Characteristics of microscopic pore structure and its influence on spontaneous imbibition of tight gas reservoir in the Ordos Basin, China

Abstract

Spontaneous imbibition is an important mechanism governing the tight reservoir production performance, especially in the early stage of production after hydraulic fracturing. The microscopic pore structure of reservoirs is an important factor affecting imbibition. In this study, high-pressure mercury injection (HPMI), rate-controlled mercury injection, and low-temperature nitrogen adsorption (LP-N2GA) were preformed to study pore structure characteristics and fluid distribution in samples from the Ordos Basin, China. Nuclear magnetic resonance (NMR) and imbibition experiments were used to investigate the fluid distribution in porous media during imbibition. The porosity of samples ranges from 11.378% to 12.356%, with an average of 12.034%. The permeability of samples ranges from 0.034 mD to 0.056 mD, with an average of 0.048 mD. Results show that the recovery ranges from 68% to 94.81%, with an average of 81.09%. The reservoir is dominated by open flat slit micropores and mesopores.

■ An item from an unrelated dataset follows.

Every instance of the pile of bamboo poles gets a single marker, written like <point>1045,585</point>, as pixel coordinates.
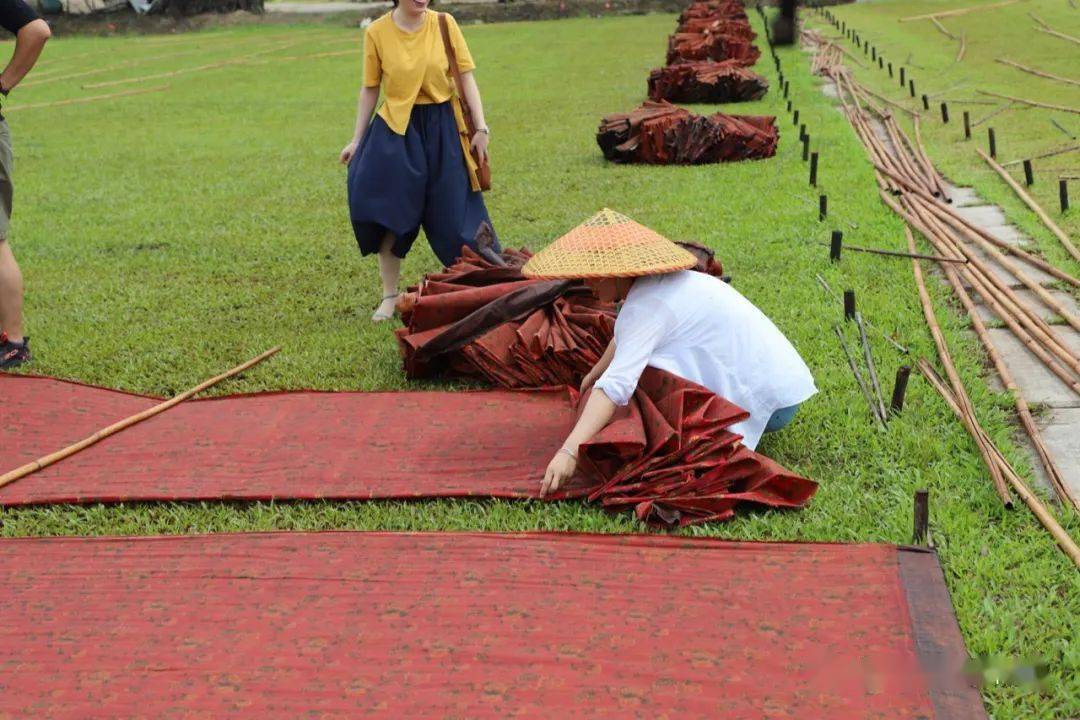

Sample pore volume ranges from 0.0155 ml/g to 0.0193 ml/g, with an average of 0.01687 ml/g. Micropores and mesopores less than 50 nm provide most of the pore volume. Pore radius and pore-throat ratio were obtained from experiments. Imbibition occurs primarily in pores ranging from 0.1 μm to 1 μm in radius, followed by pores ranging from 1 μm to 10 μm. The effects of porosity, permeability, average pore radius, average throat radius, average pore-throat ratio, specific surface area, and pore volume on imbibition recovery were statistically analyzed. Grey relational analysis was applied to sequence the imbibition influencing factors and determine the most influential factor. Results demonstrate that imbibition recovery is the most affected by average pore radius, followed by permeability, porosity, average pore-throat ratio, median radius, average throat radius, and specific surface area.